The foregoing are from the pen of one who toiled in the mills from childhood, and who possesses hardly the rudiments of an education, but who reads and improves her mind in every way at her command, and whose longing for education and larger culture amounts almost to a passion.

Miss Susan Padgett, whose picture is given at right, is another noble-hearted young woman, who has toiled sixteen years in the weaving-room for the support of herself and mother. Miss Padgett is a specimen of fine physical development, her health is unimpaired; nor has her vision of life become distorted from her long service. Possessing fine ideals and a well-poised character, Miss Padgett stands foremost among the women of the mill.
They take much pride in their homes. The homes of the majority of the operatives at Cliffside are nicely furnished. In some are pianos. About a dozen of the operatives own autos.
Excellent Sanitary Conditions at Cliffside—No Dogs or Hogs Allowed
For the exemplary sanitary conditions and unusual neatness of the premises at Cliffside two reasons may be assigned: the self-respecting type of operative (not a mill town in the State can boast a better class of mill people, and the fact that Mr. Haynes gives away yearly severaI hundred dollars in cash prizes, ranging in denomination from one to fifteen dollars, to those operatives who bestow the most careful attention upon their premises during the year. A committee of competent and impartial judges examines the premises and passes upon them. The day the prizes are awarded resolves itself into somewhat of a gala occasion. The mill operatives turn out en masse. Dr. Shull and Dr. Allhands, the mill physicians, both of whom are greatly beloved, deliver illustrated lectures on such important subjects as the housefly, the mosquito, etc., and their relation to infectious diseases, and instill into the minds of the listeners the importance of proper hygiene. The ministers assist on these occasions with short talks embracing practical and helpful suggestions. The mill physicians also deliver periodical addresses to the school children on subjects pertaining to health, the proper care of the person, the right mode of living, etc.

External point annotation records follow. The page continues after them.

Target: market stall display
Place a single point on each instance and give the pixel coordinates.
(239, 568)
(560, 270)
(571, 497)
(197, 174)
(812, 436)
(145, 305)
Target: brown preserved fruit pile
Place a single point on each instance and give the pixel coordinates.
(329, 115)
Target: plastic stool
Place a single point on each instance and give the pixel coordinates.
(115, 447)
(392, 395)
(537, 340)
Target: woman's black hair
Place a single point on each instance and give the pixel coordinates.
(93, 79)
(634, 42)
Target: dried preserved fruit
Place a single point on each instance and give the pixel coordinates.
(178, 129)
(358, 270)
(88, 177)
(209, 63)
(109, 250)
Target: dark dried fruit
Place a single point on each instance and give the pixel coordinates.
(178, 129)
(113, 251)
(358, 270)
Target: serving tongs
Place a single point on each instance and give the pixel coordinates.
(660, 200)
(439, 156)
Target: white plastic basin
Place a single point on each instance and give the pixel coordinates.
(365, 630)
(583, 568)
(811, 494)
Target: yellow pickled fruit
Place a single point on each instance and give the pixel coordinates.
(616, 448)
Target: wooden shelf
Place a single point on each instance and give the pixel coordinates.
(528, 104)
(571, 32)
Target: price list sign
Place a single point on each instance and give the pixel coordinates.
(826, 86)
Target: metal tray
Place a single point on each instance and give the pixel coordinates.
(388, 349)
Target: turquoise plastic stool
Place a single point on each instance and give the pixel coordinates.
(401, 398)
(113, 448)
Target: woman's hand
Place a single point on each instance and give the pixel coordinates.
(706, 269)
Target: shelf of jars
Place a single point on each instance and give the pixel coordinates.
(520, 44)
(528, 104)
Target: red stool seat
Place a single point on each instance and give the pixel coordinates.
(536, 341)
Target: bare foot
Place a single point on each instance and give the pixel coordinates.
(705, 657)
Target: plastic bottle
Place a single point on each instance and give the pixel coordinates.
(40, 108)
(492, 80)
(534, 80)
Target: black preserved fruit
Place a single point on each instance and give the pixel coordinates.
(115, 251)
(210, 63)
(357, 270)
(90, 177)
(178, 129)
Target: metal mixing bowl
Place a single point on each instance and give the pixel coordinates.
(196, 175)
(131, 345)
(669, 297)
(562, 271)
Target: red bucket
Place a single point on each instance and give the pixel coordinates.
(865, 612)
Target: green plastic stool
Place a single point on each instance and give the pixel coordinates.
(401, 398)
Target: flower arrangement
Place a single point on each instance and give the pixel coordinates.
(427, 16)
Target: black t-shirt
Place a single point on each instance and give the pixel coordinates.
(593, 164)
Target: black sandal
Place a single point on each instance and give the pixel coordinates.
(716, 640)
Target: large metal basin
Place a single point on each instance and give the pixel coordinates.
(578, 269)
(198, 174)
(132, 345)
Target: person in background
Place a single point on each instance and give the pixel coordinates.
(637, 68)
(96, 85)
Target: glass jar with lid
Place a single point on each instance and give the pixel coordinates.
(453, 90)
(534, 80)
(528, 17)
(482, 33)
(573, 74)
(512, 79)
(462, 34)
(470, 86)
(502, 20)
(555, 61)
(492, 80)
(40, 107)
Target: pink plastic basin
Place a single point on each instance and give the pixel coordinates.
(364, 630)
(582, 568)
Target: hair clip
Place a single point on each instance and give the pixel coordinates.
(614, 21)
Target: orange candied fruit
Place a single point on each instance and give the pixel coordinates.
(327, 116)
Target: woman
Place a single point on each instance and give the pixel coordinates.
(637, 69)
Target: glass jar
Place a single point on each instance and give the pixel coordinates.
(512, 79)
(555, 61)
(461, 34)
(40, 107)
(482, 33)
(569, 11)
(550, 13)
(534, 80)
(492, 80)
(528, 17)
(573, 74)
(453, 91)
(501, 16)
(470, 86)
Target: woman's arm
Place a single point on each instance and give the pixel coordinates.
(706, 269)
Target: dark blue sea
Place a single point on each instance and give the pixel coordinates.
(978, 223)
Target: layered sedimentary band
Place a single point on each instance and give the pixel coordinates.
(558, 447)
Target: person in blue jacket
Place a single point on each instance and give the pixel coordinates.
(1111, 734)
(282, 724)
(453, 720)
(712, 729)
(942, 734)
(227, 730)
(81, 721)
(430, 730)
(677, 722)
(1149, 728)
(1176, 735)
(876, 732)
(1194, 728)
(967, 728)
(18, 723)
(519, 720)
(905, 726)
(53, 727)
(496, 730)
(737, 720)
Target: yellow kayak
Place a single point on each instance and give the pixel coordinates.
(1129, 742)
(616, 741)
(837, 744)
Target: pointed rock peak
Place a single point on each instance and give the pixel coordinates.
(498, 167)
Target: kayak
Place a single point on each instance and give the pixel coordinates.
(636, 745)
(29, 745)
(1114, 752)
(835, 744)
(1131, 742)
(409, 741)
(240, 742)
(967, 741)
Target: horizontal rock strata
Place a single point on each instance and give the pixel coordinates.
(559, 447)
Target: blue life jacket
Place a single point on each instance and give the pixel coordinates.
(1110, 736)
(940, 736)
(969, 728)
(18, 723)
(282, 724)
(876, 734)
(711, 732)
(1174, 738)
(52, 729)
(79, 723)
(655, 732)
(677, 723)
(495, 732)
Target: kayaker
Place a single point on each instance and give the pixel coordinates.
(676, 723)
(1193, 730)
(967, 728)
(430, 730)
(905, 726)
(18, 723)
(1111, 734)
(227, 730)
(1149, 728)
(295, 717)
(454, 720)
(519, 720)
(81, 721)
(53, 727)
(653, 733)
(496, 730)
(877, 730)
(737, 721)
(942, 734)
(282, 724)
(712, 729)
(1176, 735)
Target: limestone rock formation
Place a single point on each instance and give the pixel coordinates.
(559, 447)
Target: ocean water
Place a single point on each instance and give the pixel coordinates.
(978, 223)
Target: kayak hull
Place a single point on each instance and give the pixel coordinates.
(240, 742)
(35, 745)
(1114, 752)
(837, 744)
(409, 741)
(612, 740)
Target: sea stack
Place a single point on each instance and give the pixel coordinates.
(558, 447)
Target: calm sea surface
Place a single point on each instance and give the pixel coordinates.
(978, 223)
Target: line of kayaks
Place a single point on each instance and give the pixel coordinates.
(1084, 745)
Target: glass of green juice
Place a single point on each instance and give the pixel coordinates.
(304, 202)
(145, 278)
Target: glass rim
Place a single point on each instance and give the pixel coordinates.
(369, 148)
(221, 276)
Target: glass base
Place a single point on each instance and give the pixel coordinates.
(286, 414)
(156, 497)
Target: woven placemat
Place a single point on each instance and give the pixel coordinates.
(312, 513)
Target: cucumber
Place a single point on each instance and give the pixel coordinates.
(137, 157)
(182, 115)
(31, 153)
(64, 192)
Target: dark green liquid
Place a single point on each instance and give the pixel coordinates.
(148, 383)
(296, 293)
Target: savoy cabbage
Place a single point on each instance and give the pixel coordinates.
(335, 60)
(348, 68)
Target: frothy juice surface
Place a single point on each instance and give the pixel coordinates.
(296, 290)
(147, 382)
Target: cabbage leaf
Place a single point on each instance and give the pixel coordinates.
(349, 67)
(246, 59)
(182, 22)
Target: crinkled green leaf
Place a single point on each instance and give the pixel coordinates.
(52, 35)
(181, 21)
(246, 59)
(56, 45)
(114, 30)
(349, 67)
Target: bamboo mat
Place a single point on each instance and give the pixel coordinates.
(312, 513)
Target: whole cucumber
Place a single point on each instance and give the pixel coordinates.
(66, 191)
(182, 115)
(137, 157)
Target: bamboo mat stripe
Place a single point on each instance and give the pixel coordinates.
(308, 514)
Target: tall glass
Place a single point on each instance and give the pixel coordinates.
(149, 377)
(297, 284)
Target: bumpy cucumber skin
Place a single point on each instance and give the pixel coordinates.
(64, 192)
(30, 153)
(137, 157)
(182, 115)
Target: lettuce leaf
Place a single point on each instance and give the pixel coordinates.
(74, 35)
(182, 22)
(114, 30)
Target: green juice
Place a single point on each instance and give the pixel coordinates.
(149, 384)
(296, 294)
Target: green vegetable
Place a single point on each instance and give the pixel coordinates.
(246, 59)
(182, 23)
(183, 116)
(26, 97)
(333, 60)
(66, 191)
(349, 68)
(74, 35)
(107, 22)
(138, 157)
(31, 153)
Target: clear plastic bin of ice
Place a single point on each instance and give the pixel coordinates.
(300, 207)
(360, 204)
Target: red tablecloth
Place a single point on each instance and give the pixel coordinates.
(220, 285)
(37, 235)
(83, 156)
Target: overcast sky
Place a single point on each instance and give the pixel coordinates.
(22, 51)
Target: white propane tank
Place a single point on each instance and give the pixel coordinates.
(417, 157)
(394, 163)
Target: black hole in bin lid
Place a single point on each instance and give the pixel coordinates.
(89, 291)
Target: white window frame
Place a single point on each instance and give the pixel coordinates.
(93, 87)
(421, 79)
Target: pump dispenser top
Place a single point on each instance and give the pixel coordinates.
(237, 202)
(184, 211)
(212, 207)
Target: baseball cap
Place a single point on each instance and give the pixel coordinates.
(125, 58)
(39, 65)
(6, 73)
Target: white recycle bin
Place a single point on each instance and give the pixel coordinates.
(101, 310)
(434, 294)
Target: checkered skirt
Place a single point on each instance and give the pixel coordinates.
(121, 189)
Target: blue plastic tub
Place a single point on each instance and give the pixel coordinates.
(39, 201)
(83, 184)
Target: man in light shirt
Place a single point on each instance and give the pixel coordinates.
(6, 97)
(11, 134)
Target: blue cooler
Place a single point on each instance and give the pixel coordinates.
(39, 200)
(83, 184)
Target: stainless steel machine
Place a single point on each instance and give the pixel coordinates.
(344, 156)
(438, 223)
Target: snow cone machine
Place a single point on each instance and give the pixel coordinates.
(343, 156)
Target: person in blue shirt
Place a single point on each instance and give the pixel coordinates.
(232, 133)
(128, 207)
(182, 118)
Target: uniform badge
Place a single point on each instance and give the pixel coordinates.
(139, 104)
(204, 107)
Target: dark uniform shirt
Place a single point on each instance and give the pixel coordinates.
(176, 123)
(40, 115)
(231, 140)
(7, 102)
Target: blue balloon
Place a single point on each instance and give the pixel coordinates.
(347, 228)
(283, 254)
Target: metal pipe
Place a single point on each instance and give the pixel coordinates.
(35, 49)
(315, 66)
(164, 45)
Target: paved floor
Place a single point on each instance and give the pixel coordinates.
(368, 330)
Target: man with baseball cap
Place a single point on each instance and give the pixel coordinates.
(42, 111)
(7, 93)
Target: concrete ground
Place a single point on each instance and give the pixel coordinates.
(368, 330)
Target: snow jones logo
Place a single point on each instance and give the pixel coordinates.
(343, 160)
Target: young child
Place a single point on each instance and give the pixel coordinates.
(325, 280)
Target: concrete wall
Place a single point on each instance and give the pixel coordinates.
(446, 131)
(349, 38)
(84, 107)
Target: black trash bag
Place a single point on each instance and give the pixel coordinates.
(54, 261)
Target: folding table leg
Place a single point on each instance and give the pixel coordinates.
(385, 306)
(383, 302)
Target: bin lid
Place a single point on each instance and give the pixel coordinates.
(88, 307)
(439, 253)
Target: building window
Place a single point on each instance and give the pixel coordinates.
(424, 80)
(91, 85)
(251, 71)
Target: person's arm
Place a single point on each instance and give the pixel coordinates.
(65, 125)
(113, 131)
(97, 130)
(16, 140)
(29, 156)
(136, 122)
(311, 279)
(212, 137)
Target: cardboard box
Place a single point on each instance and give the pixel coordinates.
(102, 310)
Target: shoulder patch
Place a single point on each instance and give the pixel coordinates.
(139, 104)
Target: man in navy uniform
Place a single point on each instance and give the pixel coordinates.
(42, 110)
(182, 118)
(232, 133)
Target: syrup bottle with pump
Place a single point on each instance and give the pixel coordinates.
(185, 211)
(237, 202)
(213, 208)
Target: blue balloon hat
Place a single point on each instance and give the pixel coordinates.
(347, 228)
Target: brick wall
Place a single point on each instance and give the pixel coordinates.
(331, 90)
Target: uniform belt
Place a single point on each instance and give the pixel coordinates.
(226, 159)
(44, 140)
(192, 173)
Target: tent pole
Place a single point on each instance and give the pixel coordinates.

Each home at Cliffside may have its poultry, but hogs and dogs are not permitted in the village. The former would act as a bar to perfect sanitation. The latter would prove a nuisance in more respects than one. If one family were permitted to keep dogs, the rest of the population should in justice be accorded the same privilege. Imagine the conditions if several hundred families congregated together in one small village were permitted to keep dogs. In the first place, should a dog become rabid, it would mean that a number of others would become thus afflicted, which would in turn be a menace to the public safety. Again the egg-sucking propensities of the canine would constantly cause friction between families, as no self-respecting house wife would permit her chickens to be interfered with. Moreover, the barking, whining, and howling of several hundred dogs would make night hideous and prove a nuisance during the day. It is a peculiar characteristic of the average man that he is more sensitive about his dog than his child even. And in order to prevent family quarrels, by doing away with a nuisance to mill society at large, Mr. Haynes wisely passed and rigidly enforces the rule that no dog be allowed inside the town. As, an example of Mr. Haynes’ fairness with his operatives, he insisted that his son’s dog be the first to go, and it is hardly necessary to add that he went.